Running METISSE via Python (Optional)

This notebook uses a Python wrapper for METISSE for convenience and automation.
You can use this interface to define input parameters, run simulations, and analyze output directly within Python.
However, if you prefer, feel free to run METISSE directly in Fortran using the command-line executable instead.
Both approaches produce identical results — the wrapper simply streamlines setup and file handling.
  • This tutorial was generated from a Jupyter notebook using NBSphinx.

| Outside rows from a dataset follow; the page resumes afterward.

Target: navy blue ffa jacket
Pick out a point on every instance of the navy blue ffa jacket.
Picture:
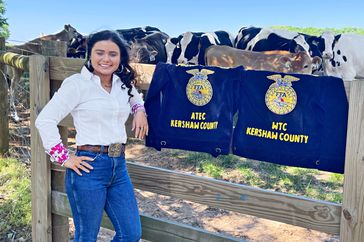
(292, 119)
(192, 107)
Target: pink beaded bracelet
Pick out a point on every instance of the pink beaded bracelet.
(58, 153)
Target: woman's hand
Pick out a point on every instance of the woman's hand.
(140, 124)
(76, 163)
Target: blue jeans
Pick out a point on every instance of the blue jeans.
(107, 187)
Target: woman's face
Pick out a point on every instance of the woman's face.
(105, 58)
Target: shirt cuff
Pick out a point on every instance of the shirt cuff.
(137, 107)
(58, 153)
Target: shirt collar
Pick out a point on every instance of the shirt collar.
(90, 76)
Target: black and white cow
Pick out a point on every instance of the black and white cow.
(33, 47)
(146, 45)
(189, 47)
(343, 55)
(266, 39)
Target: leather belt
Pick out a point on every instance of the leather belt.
(113, 150)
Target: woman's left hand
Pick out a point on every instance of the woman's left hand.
(140, 124)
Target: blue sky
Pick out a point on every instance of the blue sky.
(29, 18)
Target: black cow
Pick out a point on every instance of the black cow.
(34, 47)
(147, 45)
(189, 47)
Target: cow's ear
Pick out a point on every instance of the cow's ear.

The notebook as well as the python wrapper for metisse are available here.

  • If you choose to run this notebook, make sure the paths in the notebook for METISSE_DIR, run_dir and the track libraries are correct.

Import Python Packages

[1]:
from pathlib import Path
import numpy as np
import os
import metisse_wrapper as mw

Set up paths for running METISSE and saving output

[2]:
# replace it with your path

METISSE_DIR = "../../.."
run_dir = os.path.join(os.getcwd(),'run')
# Check if run_dir exists; if not, create it
os.makedirs(run_dir, exist_ok=True)

Compile METISSE (this will call ‘./mk’ in METISSE_DIR and copy the executable to run_dir). The optional clean variable cleans up the executables in the source directory. Set it to False if run_dir and METISSE dir are the same.

[3]:
mw.compile_metisse(METISSE_DIR, run_dir, clean=True)

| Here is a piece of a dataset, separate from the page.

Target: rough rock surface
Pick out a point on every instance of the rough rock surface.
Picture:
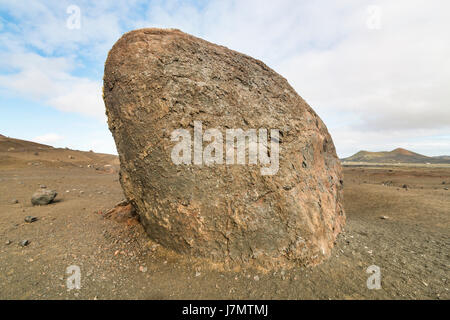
(43, 197)
(157, 81)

Next step: set up the inputs as dictionaries.

[4]:

# Paths to the precomputed stellar track libraries # (replace these with your actual directories) metisse_params = { "metallicity_dir": "/Users/poojan/stellar_tracks/MESA/METISSE_INPUT_FILES/Hydrogen/", "metallicity_dir_he": "/Users/poojan/stellar_tracks/MESA/METISSE_INPUT_FILES/Helium/", } main_params = { "initial_Z": 0.02, "max_age": 2.0e4, "number_of_tracks": 100, "min_mass": 10.0, "max_mass": 100.0, "sampling_scheme": "Uniform", "BHNS_mass_scheme": "Belczynski2008", "write_output_to_file": True, }

Run METISSE (this will launch the ‘./metisse’ executable inside run_dir)

[5]:
mw.run_metisse(run_dir,main_params, metisse_params)

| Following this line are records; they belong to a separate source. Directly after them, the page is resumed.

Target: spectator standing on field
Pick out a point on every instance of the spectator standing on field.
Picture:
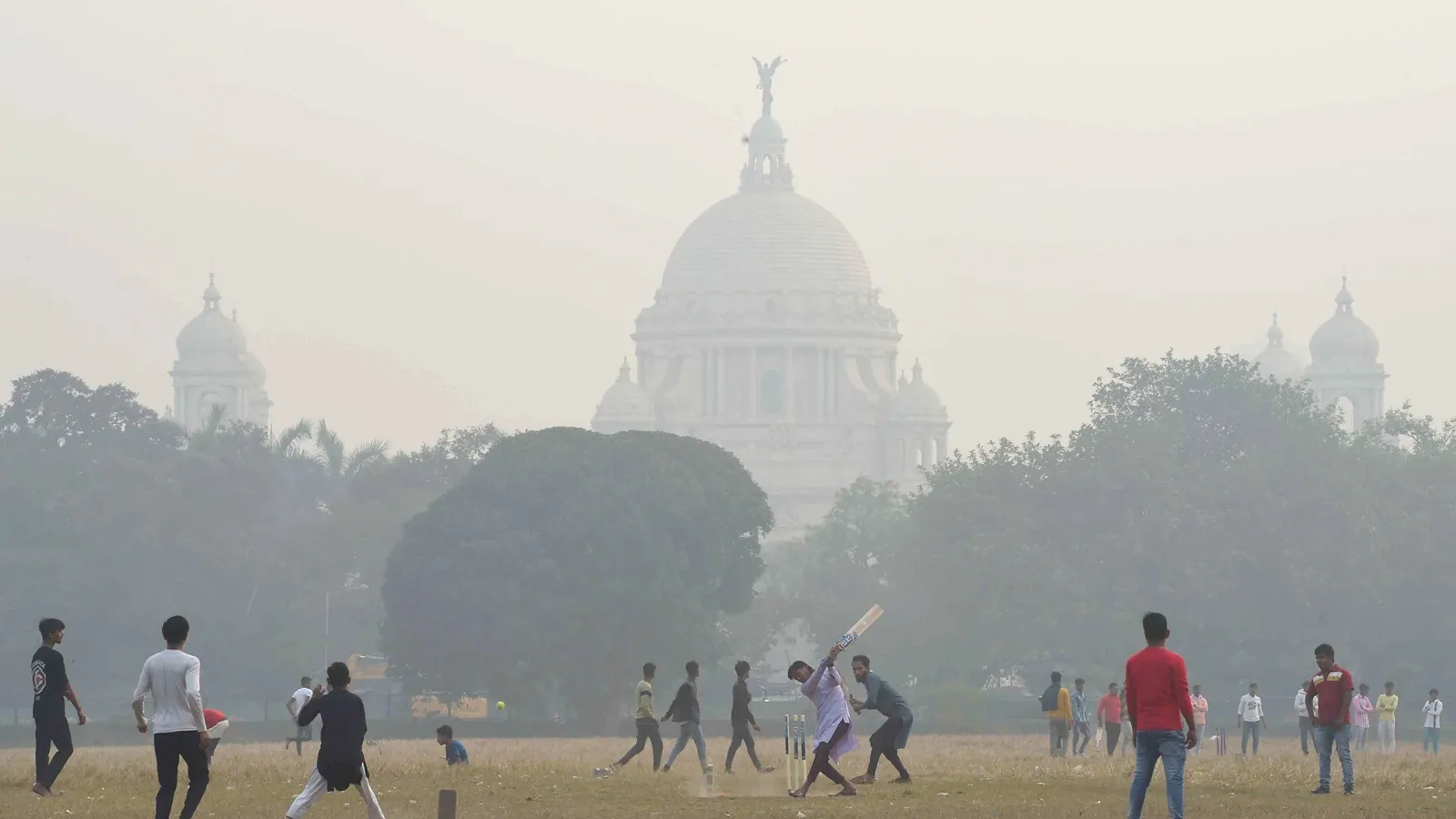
(691, 723)
(645, 723)
(1360, 710)
(1433, 723)
(1200, 717)
(1056, 703)
(53, 688)
(1110, 716)
(1302, 710)
(1251, 717)
(178, 727)
(1330, 695)
(296, 703)
(1081, 717)
(1385, 707)
(1157, 698)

Hertzsprung–Russell Diagram

The HR diagram shows a star’s luminosity versus effective temperature.
Here, we visualize METISSE’s output using a Hertzsprung–Russell diagram (HRD).

The following script plots Hertzsprung–Russell diagram (HRD) from METISSE output files, color-coded by stellar mass.

[6]:
import pandas as pd
import glob
import re
import matplotlib as mpl
import matplotlib.pyplot as plt
from matplotlib.lines import Line2D

[ ]:
# matplotlibrc file for prettier plots
# Courtesy: Earl Bellinger
plt.style.use('matplotlibrc')
[8]:
# Logarithmic color normalization for stellar mass
norm = mpl.colors.LogNorm(vmin=10, vmax=100.0)
cmap = mpl.cm.ScalarMappable(norm=norm, cmap='viridis_r')
cmap.set_array([])

# --- Read all .dat track files ---
base_name = os.path.join(run_dir, 'output')
file_name = glob.glob(base_name + "/*.dat")
file_name.sort()

fig, ax = plt.subplots(figsize=(6,5))
phase_lim = 5                # Limit the phases for clarity

# --- Plot each track ---
for eachfile in file_name:
    # Extract 5-digit mass value from filename (e.g., '00005' -> 5.0 Msun)
    mass = re.findall(r"[0-9]{5}", eachfile)[0]
    m = float(mass) / 100.0

    # Read stellar evolution data
    evolve_data = pd.read_table(eachfile, sep=r"\s+")
    evolve_data = evolve_data[evolve_data.phase <= phase_lim]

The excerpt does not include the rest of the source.